Enquêteur de la BNEVP
Enquêteur de la BNEVP, crédit: Le Point

Crise de confiance des consommateurs

Depuis le scandale de la viande de cheval que l’on avait fait passer pour de la viande de boeuf en 2013, le secteur agroalimentaire a connu une crise sans précédent. Qu’est ce qui a changé? Quels moyens ont été mis en oeuvre pour garantir que le produit acheté est conforme aux attentes de leurs clients? Les responsables des sociétés ayant falsifié les certificats et l’étiquetage des viandes de cheval ont été condamnés. Les moyens de contrôle de la brigade nationale d’enquêtes vétérinaires et phytosanitaires (BNEVP) ont été renforcés. L’union européenne a adopté un règlement d’exécution (UE) n°1337/2013 concernant l’étiquetage de l’origine des viandes. L’industrie agroalimentaire effectue des tests systématiques sur leurs produits et leurs fournisseurs, lisez notre article consacré aux nouveaux tests ADN alimentaires des particuliers.

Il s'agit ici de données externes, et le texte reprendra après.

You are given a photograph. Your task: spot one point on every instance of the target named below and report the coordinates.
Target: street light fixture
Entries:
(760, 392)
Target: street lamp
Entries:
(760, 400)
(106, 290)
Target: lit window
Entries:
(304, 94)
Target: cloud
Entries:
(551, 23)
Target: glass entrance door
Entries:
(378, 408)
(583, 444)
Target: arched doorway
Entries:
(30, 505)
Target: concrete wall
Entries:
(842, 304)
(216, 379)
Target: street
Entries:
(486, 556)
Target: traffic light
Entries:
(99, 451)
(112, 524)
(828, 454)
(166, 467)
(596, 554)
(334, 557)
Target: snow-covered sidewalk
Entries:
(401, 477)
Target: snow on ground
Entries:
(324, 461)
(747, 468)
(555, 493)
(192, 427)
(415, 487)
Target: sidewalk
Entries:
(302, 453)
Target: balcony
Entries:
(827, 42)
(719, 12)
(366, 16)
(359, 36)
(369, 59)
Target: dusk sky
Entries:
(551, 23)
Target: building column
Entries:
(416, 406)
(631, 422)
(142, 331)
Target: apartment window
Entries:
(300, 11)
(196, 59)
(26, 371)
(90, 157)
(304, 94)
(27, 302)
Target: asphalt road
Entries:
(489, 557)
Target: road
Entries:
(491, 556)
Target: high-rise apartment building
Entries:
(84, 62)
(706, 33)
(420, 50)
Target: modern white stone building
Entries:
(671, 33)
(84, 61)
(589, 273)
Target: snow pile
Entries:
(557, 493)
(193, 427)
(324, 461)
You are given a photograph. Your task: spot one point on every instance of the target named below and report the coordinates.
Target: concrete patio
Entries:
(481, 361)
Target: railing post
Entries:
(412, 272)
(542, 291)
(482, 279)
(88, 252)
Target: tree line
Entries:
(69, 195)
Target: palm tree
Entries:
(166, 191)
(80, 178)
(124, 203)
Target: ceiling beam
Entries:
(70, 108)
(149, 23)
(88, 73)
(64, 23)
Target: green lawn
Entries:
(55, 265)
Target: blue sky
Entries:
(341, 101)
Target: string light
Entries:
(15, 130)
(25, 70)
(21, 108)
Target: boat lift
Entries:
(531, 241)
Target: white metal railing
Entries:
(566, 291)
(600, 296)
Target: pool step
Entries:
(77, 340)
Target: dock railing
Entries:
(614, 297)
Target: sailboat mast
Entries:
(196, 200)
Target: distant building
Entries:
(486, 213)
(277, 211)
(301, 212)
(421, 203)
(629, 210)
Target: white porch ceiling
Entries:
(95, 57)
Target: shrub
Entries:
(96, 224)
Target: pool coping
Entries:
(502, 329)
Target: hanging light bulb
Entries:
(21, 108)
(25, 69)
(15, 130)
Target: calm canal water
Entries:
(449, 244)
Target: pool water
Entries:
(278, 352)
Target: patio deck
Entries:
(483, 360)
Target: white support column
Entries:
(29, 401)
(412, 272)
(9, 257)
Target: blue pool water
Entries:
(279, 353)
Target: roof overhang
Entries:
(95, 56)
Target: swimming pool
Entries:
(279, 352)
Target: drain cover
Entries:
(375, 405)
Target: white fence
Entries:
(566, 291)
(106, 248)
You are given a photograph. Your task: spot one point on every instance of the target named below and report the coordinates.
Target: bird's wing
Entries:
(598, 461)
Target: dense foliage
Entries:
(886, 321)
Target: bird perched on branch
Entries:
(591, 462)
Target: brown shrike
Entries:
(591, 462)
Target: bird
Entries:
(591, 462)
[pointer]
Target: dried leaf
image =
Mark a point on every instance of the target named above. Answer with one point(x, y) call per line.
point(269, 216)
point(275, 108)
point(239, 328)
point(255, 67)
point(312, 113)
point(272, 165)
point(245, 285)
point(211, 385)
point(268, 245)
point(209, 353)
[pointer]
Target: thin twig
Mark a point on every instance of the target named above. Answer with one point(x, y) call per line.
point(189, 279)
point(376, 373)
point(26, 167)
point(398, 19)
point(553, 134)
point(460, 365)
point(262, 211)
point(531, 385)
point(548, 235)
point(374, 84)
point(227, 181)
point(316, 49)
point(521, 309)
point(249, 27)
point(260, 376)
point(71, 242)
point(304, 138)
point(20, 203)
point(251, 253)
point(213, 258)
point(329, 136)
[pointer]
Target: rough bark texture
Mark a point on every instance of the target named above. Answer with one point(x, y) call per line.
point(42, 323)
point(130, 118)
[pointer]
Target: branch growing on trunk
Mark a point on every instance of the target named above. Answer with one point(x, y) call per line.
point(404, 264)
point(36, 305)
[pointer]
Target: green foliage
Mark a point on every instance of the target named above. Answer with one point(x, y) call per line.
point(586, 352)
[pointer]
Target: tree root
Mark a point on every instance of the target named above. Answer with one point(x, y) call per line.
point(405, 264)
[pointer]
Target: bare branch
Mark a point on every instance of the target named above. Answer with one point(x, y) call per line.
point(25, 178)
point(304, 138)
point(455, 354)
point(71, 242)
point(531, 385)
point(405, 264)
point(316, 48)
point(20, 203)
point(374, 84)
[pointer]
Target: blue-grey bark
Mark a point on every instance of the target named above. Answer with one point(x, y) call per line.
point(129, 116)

Un nouveau test destiné aux professionnels de l’agroalimentaire

La nouveauté est l’annonce hier, 10 juin 2015, par un laboratoire français Eurofins Scientific d’une nouvelle méthode d’analyse du contenu de nos assiettes. La méthode est basée sur des puces d’ADN et permet d’élargir le spectre d’analyse du nouveau test ADN à 21 espèces animales simultanément. Les puces détectent l’ADN mitochondrial de certaines espèces, à partir de seuils minimes (0,1%) même dans les plats transformés de l’alimentation humaine, sur les aliments complexes et sur celle des animaux de compagnie ou du bétail.

test adn alimentaire

Le test a été développé pour les industriels de l’agroalimentaire, pour garantir que la composition du produit était non seulement conforme à la réglementation mais qu’elle correspondait parfaitement à l’étiquetage du produit (par exemple lasagnes à la viande de boeuf). Pour l’alimentation du bétail, il faut assurer l’absence d’espèces indésirables dans les produits (telles que la viande de ruminants dans la nourriture animale).

La technologie a été développée dans l’unité d’analyse biologique moléculaire du laboratoire principal à Nantes et a reçu les accréditations nécessaires en France (Cofrac). Grâce à l’addition de ce produit à leur gamme, le laboratoire annonce être maintenant capable d’effectuer un test ADN alimentaire à la fois qualitatif (la PCR permet de détecter l’ADN spécifique d’une espèce), ainsi que semi-quantitatif (pour déterminer les quantités de cette espèce contenues dans le produit).